Not Being Prepared to Come Home
Many patients aren't well-prepared for homecoming after surgery, a mistake that can make those first few days and weeks of recovery long and difficult. To avoid this, ensure that you have made solid transportation arrangements for getting home from the hospital and getting to follow-up and physical therapy appointments, and make sure you have set up your home for recovery. Those preparations may include installing a shower chair to make bathing safe and accessible, putting in a raised toilet seat, getting rid of trip hazards, and making sure that frequently-used items are at arms-length throughout your home. Your doctor or physical therapist can provide some tips on other preparations that may be wise in your particular circumstances.
Not Asking For Help
Patients who reach out for help, building a network of support among family members, friends and health care providers, fare better after surgery, getting the help they need for a quick, comfortable and safe recovery. So don't go it alone – joint replacement surgery is a big deal, and doing too much too fast can lead to serious complications.

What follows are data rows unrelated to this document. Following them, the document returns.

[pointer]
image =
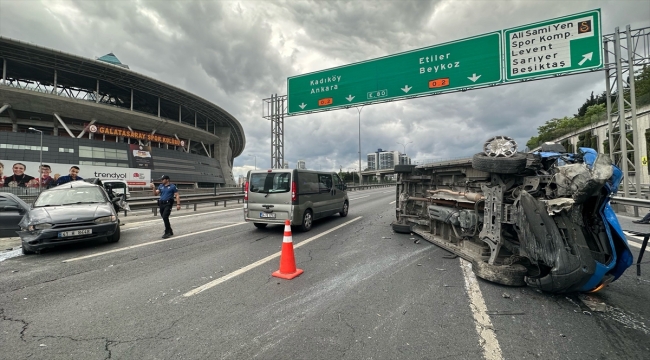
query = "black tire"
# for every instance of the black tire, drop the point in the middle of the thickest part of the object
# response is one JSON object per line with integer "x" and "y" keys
{"x": 401, "y": 228}
{"x": 344, "y": 212}
{"x": 115, "y": 237}
{"x": 307, "y": 221}
{"x": 404, "y": 169}
{"x": 499, "y": 165}
{"x": 27, "y": 250}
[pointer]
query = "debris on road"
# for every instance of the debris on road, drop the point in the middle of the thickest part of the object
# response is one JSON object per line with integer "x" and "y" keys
{"x": 593, "y": 303}
{"x": 505, "y": 312}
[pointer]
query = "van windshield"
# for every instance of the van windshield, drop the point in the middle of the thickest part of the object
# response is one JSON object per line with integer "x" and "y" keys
{"x": 270, "y": 183}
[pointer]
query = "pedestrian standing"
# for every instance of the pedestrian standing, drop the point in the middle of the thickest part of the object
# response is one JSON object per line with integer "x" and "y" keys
{"x": 168, "y": 193}
{"x": 74, "y": 176}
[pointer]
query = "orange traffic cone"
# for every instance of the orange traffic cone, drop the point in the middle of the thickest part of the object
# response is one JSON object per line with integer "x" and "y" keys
{"x": 287, "y": 261}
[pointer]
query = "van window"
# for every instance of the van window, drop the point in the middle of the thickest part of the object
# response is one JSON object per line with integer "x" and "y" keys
{"x": 307, "y": 183}
{"x": 324, "y": 182}
{"x": 270, "y": 182}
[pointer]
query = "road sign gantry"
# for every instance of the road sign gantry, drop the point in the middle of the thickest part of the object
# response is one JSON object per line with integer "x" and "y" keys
{"x": 460, "y": 64}
{"x": 566, "y": 44}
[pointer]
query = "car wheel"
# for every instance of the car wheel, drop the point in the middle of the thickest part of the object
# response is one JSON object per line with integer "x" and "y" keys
{"x": 500, "y": 165}
{"x": 27, "y": 250}
{"x": 344, "y": 212}
{"x": 116, "y": 236}
{"x": 401, "y": 228}
{"x": 307, "y": 220}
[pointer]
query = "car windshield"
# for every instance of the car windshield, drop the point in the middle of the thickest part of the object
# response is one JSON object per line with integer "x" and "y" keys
{"x": 270, "y": 182}
{"x": 86, "y": 195}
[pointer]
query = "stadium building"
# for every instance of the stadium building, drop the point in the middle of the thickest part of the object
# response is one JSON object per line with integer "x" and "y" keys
{"x": 109, "y": 120}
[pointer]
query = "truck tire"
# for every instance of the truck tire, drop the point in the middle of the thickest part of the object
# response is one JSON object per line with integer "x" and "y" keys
{"x": 499, "y": 165}
{"x": 404, "y": 169}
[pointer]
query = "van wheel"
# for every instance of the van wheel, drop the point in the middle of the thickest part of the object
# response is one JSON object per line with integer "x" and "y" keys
{"x": 344, "y": 212}
{"x": 307, "y": 220}
{"x": 116, "y": 236}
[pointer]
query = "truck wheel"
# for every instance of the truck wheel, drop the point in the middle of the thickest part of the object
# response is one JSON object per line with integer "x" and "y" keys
{"x": 500, "y": 165}
{"x": 307, "y": 220}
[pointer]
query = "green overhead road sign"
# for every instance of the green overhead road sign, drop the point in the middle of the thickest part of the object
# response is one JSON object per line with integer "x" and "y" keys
{"x": 566, "y": 44}
{"x": 455, "y": 65}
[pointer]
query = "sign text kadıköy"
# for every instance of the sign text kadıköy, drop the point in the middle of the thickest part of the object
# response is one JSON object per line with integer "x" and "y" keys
{"x": 460, "y": 64}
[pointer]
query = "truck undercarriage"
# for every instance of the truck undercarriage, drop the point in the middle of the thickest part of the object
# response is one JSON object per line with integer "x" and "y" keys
{"x": 541, "y": 219}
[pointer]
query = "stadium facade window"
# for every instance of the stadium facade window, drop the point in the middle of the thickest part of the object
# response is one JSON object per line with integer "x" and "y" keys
{"x": 101, "y": 153}
{"x": 22, "y": 147}
{"x": 101, "y": 163}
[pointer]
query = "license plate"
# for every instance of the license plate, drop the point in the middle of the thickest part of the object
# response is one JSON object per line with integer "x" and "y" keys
{"x": 75, "y": 233}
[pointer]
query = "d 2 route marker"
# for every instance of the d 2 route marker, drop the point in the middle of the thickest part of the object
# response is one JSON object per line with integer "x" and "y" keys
{"x": 566, "y": 44}
{"x": 460, "y": 64}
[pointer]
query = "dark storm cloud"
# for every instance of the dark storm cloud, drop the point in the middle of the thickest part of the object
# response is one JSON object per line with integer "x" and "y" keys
{"x": 235, "y": 53}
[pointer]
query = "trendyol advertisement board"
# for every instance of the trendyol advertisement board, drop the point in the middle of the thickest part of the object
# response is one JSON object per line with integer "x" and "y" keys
{"x": 133, "y": 177}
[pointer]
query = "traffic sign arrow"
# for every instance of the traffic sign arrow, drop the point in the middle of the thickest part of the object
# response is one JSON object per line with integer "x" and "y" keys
{"x": 585, "y": 57}
{"x": 474, "y": 77}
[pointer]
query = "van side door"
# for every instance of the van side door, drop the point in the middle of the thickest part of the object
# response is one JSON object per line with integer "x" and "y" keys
{"x": 327, "y": 190}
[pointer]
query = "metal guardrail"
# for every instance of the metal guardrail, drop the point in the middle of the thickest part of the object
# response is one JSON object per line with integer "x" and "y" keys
{"x": 634, "y": 202}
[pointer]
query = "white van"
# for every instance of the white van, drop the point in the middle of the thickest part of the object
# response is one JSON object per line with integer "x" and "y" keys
{"x": 119, "y": 186}
{"x": 302, "y": 196}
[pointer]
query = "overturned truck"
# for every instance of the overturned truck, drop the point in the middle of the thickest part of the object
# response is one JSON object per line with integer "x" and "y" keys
{"x": 541, "y": 219}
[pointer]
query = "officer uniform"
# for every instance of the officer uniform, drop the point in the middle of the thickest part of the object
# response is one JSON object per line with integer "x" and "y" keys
{"x": 165, "y": 203}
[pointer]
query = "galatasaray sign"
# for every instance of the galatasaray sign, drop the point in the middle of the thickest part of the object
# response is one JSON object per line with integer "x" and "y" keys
{"x": 133, "y": 134}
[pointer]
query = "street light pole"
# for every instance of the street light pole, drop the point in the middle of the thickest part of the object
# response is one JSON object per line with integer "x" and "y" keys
{"x": 359, "y": 110}
{"x": 254, "y": 157}
{"x": 40, "y": 155}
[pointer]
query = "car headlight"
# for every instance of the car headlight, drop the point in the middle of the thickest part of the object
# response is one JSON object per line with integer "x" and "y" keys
{"x": 106, "y": 219}
{"x": 39, "y": 226}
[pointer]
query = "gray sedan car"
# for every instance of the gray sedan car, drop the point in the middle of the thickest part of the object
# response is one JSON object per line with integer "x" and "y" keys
{"x": 70, "y": 213}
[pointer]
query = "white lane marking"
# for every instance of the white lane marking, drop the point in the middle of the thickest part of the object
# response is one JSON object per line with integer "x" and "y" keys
{"x": 360, "y": 197}
{"x": 184, "y": 216}
{"x": 150, "y": 243}
{"x": 260, "y": 262}
{"x": 488, "y": 340}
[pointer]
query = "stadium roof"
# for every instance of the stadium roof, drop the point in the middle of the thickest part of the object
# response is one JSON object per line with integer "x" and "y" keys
{"x": 35, "y": 55}
{"x": 112, "y": 59}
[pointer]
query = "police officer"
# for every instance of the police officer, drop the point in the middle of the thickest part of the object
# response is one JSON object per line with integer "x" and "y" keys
{"x": 168, "y": 192}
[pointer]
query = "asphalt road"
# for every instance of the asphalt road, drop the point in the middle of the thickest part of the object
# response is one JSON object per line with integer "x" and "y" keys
{"x": 366, "y": 293}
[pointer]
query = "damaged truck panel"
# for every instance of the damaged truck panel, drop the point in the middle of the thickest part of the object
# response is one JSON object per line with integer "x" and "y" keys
{"x": 541, "y": 219}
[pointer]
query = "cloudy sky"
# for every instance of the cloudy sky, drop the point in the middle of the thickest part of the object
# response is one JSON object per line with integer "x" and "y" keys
{"x": 236, "y": 53}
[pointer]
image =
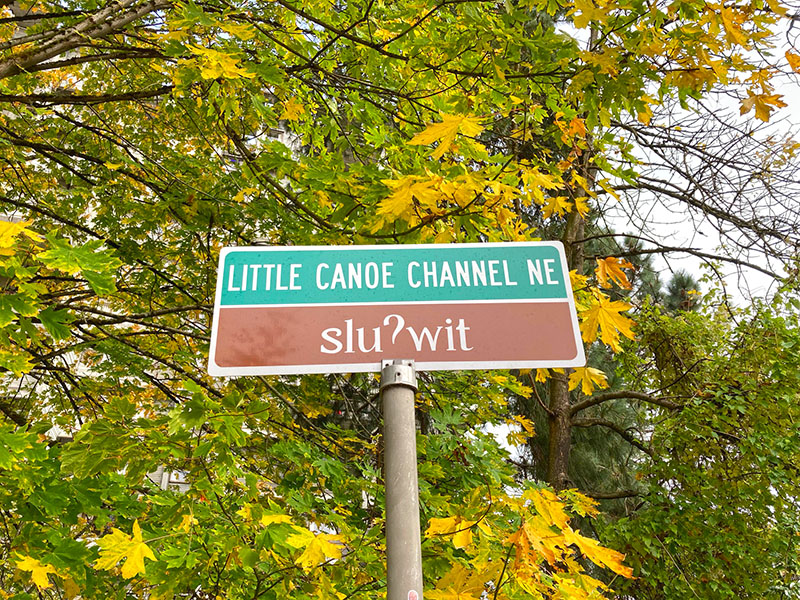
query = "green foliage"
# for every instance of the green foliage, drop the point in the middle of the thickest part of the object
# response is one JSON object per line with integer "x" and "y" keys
{"x": 720, "y": 500}
{"x": 141, "y": 137}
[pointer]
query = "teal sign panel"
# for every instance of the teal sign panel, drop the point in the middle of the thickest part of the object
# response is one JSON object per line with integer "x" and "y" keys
{"x": 314, "y": 275}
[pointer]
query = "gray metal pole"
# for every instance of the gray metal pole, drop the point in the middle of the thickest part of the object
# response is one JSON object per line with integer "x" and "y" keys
{"x": 403, "y": 553}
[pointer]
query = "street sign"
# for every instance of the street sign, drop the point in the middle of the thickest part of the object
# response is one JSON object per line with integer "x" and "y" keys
{"x": 344, "y": 309}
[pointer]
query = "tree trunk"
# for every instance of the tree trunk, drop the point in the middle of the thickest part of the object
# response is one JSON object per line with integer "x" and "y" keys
{"x": 560, "y": 427}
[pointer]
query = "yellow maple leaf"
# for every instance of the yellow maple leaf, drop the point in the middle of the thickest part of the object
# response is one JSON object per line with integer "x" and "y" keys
{"x": 10, "y": 231}
{"x": 598, "y": 554}
{"x": 604, "y": 314}
{"x": 186, "y": 523}
{"x": 588, "y": 12}
{"x": 611, "y": 268}
{"x": 400, "y": 203}
{"x": 458, "y": 527}
{"x": 558, "y": 205}
{"x": 268, "y": 520}
{"x": 445, "y": 132}
{"x": 793, "y": 60}
{"x": 317, "y": 548}
{"x": 292, "y": 110}
{"x": 38, "y": 570}
{"x": 763, "y": 104}
{"x": 731, "y": 21}
{"x": 118, "y": 546}
{"x": 459, "y": 583}
{"x": 581, "y": 206}
{"x": 588, "y": 378}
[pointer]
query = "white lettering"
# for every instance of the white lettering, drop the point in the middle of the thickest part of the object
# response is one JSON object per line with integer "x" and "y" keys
{"x": 505, "y": 274}
{"x": 268, "y": 269}
{"x": 372, "y": 276}
{"x": 478, "y": 272}
{"x": 424, "y": 334}
{"x": 415, "y": 283}
{"x": 462, "y": 273}
{"x": 462, "y": 330}
{"x": 255, "y": 269}
{"x": 330, "y": 335}
{"x": 535, "y": 271}
{"x": 549, "y": 270}
{"x": 493, "y": 272}
{"x": 231, "y": 271}
{"x": 278, "y": 275}
{"x": 338, "y": 277}
{"x": 320, "y": 285}
{"x": 354, "y": 275}
{"x": 386, "y": 272}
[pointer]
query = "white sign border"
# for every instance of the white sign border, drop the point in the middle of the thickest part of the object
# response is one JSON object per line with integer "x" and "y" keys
{"x": 375, "y": 367}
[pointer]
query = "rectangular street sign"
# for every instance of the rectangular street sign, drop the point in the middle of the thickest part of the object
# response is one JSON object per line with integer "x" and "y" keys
{"x": 344, "y": 309}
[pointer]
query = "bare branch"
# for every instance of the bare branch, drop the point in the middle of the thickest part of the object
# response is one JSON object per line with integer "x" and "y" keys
{"x": 623, "y": 433}
{"x": 623, "y": 395}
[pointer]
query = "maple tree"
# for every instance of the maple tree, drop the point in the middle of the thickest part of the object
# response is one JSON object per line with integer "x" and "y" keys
{"x": 139, "y": 137}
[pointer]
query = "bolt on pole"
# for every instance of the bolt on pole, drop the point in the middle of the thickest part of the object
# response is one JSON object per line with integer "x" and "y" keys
{"x": 403, "y": 552}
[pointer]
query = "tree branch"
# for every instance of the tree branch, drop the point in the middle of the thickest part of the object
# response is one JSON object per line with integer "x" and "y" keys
{"x": 82, "y": 99}
{"x": 623, "y": 433}
{"x": 114, "y": 17}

Underestimating Recovery Time
Patients often underestimate the time it will take to heal and recover after surgery, which can lead to problems. If you are working, make sure that you have been realistic in terms of the time off you have requested for recovery – most patients need at least six weeks. Additionally, make sure that you're stocked up on food and other necessities for that period of time, and that family members and friends are aware that you may need some help for several weeks.
The bottom line is that there is no such thing as being over-prepared when it comes to joint replacement surgery. Ensuring that you're covered in terms of taking good care of yourself before, during and after surgery can make a big difference in how well and how fast you're able to recover and get back to your life.